Now I Can't Even Remember the Disagreement
Today was a crying day. And an itty bitty yelling day. But that was only when Chup didn't agree with me.
I am not an emo person. (Emo is so in these days.) Usually I keep my hots and colds at about a warm. Whatever that means right? (Bathtub analogy.) But today my feelings were spilling out like guts in a bad horror movie.
I cried at news stories on KSL.com, I cried when I thought about my friend's husband (Mr. Bobby) because he is such a nice guy, Chup and I both cried at the memory of our dog Ralph and I cried again when I met a couple who just came home from being deployed.

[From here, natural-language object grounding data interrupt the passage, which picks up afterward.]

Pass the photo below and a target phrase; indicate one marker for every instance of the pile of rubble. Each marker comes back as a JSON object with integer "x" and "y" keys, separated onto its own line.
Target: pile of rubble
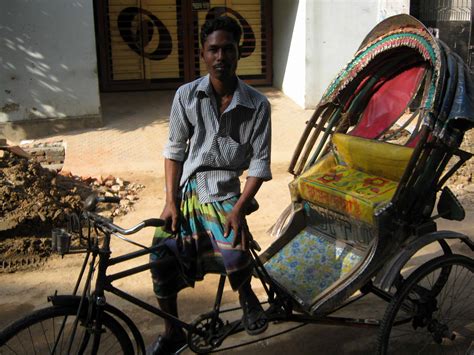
{"x": 34, "y": 199}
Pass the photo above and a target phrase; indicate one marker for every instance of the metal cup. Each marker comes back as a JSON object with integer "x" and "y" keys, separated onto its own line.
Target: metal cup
{"x": 63, "y": 241}
{"x": 54, "y": 238}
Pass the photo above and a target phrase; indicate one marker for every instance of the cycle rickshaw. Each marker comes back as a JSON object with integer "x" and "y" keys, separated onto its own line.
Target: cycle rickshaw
{"x": 369, "y": 170}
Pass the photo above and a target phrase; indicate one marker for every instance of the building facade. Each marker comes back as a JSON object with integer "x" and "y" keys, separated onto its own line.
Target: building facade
{"x": 57, "y": 56}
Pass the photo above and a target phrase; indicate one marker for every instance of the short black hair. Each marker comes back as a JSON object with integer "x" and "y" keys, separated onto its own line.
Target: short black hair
{"x": 224, "y": 23}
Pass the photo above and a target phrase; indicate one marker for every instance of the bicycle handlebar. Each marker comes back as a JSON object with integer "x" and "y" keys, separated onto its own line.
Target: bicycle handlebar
{"x": 100, "y": 220}
{"x": 91, "y": 203}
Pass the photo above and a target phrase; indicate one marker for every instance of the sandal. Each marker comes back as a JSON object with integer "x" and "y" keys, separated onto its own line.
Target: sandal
{"x": 254, "y": 318}
{"x": 165, "y": 346}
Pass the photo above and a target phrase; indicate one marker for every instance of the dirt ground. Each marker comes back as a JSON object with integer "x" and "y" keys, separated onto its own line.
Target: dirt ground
{"x": 24, "y": 291}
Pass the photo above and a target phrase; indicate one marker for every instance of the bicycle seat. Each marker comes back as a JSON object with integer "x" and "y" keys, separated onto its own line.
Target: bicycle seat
{"x": 252, "y": 206}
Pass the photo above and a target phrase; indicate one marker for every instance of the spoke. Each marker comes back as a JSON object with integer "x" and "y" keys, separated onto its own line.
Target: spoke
{"x": 46, "y": 338}
{"x": 21, "y": 343}
{"x": 11, "y": 349}
{"x": 31, "y": 339}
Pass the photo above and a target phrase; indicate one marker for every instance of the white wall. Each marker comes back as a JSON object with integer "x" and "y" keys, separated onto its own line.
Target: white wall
{"x": 324, "y": 37}
{"x": 48, "y": 65}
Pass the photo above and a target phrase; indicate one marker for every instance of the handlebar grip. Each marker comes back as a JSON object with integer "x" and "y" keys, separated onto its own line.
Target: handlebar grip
{"x": 154, "y": 222}
{"x": 109, "y": 199}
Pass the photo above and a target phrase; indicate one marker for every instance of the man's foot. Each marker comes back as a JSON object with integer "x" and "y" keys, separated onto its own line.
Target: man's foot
{"x": 165, "y": 346}
{"x": 254, "y": 319}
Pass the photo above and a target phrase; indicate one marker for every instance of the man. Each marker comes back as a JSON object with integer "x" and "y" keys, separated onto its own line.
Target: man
{"x": 219, "y": 127}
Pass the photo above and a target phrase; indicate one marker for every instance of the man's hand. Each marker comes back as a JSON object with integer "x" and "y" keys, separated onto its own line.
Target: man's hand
{"x": 171, "y": 217}
{"x": 236, "y": 223}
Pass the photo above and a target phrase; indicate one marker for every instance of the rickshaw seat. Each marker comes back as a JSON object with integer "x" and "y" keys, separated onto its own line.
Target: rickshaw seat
{"x": 356, "y": 177}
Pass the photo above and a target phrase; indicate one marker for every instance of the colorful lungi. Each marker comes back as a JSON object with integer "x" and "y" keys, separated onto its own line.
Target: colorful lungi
{"x": 199, "y": 248}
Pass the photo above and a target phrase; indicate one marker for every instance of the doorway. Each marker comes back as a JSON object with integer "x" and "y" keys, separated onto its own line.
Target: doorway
{"x": 154, "y": 44}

And then there was that moment when I cried because Chup didn't agree with me.
Did I already mention that?
So here it is almost bedtime. My eyes are sore and salty. (But how do I know they are salty?) I am drained of all my in-house moisture. I just remembered that my friend Jill hates the word moisture. Now I want to cry again.
Before anyone out there feels sorry for me I just want you to know that as I was checking the Segullah Blog Sampler (fancy) I found this post which made me stop crying and chuckle. Do you think my friend Jill hates the word chuckle too?
Anyway, the moral of this post is: Do not disagree with me.
Can we agree on that?
P.S. My mom once told me that crying all day makes for nightmares at night. It is true too because one time I cried all day and had dreams of flesh eating turtles. That was when I was a little biscuit. Now I am afraid to go to bed. Crying cycle resumes.